Separatyści przywożą mieszkańcom "winnego" ostrzału przystanku w Doniecku

Prorosyjscy separatyści oskarżają o poranną eksplozję pocisku na przystanku trolejbusowym w Doniecku ukraińską armię. Przywieźli na miejsce tragedii jednego z wziętych do niewoli "cyborgów", jak nazywają obrońców donieckiego lotniska. Mieszkańcy miasta ubliżali mu, kopali go i opluwali.

Film dokumentujący tę scenę zamieściła na swoim kanale na Youtube, kontrolowana przez separatystów, telewizja internetowa Noworossija TV. Z opisu wynika, że doprowadzony jeniec to Ołeh Micak, komendant jednej z ukraińskich brygad.

Micak ma ręce skute na plecach. Słucha obelg, którymi obrzuca go zebrany wściekły tłum. W pewnym momencie otrzymuje silny cios w twarz. Jeden z separatystów zabiera go do samochodu. Podąża za nimi grupa ludzi, która cały czas bije i kopie jeńca.

Pocisk, prawdopodobnie wystrzelony z moździerza, eksplodował podczas porannego szczytu komunikacyjnego w dzielnicy Leninskaja.
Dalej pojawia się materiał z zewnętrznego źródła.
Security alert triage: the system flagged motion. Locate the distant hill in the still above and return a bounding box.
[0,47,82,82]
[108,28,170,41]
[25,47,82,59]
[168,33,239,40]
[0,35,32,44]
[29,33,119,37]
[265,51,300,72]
Na przystanku trolejbusowym był tłum ludzi śpieszących się do pracy. Według władz miasta zginęło 13 osób, ponad 20 zostało rannych.

Na razie nie wiadomo, kto wystrzelił pocisk: czy byli to prorosyjscy separatyści, czy ukraińskie wojsko. Separatyści oskarżają ukraińską armię, resort obrony twierdzi wprost - "to dzieło bojówkarzy"

Przedstawiciele ministerstwa zwracają uwagę, że ostrzał nastąpił w tej części Doniecka, gdzie nie ma walk. Siły operacji antyterrorystycznej znajdują się 15 kilometrów od miejsca tragedii. W komunikacie podkreślono, że do dzisiaj w tej dzielnicy miasta nie zanotowano żadnych zniszczeń.

"Wszystko to świadczy o tym, że terroryści strzelali z dzielnic, które są kontrolowane przez działające niezgodnie z prawem uzbrojone bojówki" - można przeczytać w oświadczeniu resortu.

Wyjaśnieniem, kto jest winien tej tragedii w Doniecku mają zająć się - jak donosi Christopher Miller, korespondent amerykańskiego portalu "Mashable", eksperci OBWE. Według jego relacji pojawili się już na miejscu tragedii.